Over the past 20 years, the economy and society changed due to innovation from small independent efforts outside of corporate labs. Technology has enabled startups to have a big influence, and consequently they have had a tremendous effect in the technology scene today. The societal business model is where academic institutions and venture capitalists will be channeling resources and investments. Companies are now paying attention to some of the major socioeconomic problems in the First and the Third World. We have a billion people using computers in the First World. It is still limited to wealthier societies.

In the next 20 years we will see the adoption (increase) to 5 billion to 6 billion. And the kinds of killer apps that are important in that world are not those necessarily centered on communication and commerce.

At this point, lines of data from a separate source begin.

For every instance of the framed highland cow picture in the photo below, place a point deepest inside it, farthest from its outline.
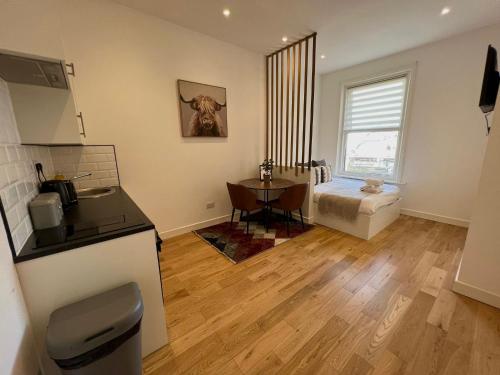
(203, 109)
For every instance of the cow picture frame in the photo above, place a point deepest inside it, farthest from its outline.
(203, 109)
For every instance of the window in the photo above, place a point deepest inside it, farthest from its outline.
(370, 142)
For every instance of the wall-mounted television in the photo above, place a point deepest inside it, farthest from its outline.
(491, 81)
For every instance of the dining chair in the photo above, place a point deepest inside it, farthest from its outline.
(244, 200)
(291, 200)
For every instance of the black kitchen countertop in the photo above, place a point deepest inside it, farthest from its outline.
(91, 221)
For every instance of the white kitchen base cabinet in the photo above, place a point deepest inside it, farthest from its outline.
(56, 280)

This goes beyond the global leveling of competition discussed by Thomas Friedman to the leveling of competition between small groups and individuals with large corporations.

One of my predictions is that there will be over 20 million people with 1-5 million and 2 million with 5-30 million. This will increase the amount of angel investors and venture capitalists. The increase in competetent entrepreneurs in the developed countries and in China and India will drive accelerated innovation and competition.